As a person who comes from the traditions of print, I have difficulty working with more than two or three screens on a monitor. The relationship between me and a monitor screen doesn’t provide what I need in order to interact with text – tactile and physical elements are missing. This is despite the fact that I have spent over a decade, in an educational setting, working with computers all day long. Perhaps paradoxically, I find writing with computers totally liberating; the missing elements are there for reading.
For me, the problems center around reading (textbooks) as a thinking process. I want to be able to make marginal notes, to highlight, to draw lines between ideas as I reflect. All of these involve a pencil or pencil-like object in my hand. Other people include arguments for the aesthetics of cloth and paper, smell and so on.
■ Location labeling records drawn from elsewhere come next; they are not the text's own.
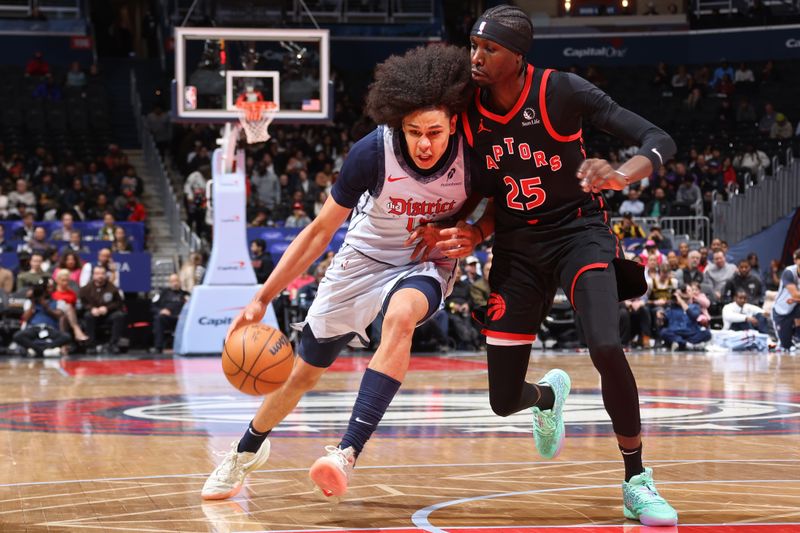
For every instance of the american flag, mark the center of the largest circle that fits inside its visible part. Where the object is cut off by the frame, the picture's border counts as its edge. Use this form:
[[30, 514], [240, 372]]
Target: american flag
[[311, 105]]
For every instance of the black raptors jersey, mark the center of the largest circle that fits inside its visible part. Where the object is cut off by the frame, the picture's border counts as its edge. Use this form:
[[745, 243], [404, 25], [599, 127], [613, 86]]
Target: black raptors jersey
[[531, 165]]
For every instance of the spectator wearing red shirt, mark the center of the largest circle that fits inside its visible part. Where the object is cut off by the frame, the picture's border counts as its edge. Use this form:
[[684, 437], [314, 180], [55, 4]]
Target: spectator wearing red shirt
[[66, 298], [37, 66]]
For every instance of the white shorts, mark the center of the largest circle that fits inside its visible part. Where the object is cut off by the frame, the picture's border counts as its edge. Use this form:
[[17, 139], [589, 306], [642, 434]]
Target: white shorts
[[354, 289]]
It seems to me that some of the factors that argue against electronic texts are addressed by design elements in the new hand-held electronic books. The promises of this technology provide students with:
* search functions, dictionaries and regular updates of time-sensitive materials
* audio capabilities – which could prove a boon to students with low literacy and other learning challenges
* a stylus to make notes, highlight and draw
* an electronic note pad for copying passages I want to include in writing
* a memory large enough to hold many texts
* portability (and a much lighter, manageable backpack)
* the ability to change screen lighting and font size – for extreme reading conditions and persons with vision problems
* easy electronic addition and deletion of textbooks
* cost savings over paper textbooks
* a reasonable, one-time hardware cost – a few hundred dollars at this time.
This technology has implications for all education. However, for a look at e-books and K-12 go to: http://www.eschoolnews.com/-archive/1998090702.html
I think decision makers need to be aware of this emerging technology and I think a discussion around it would be useful here.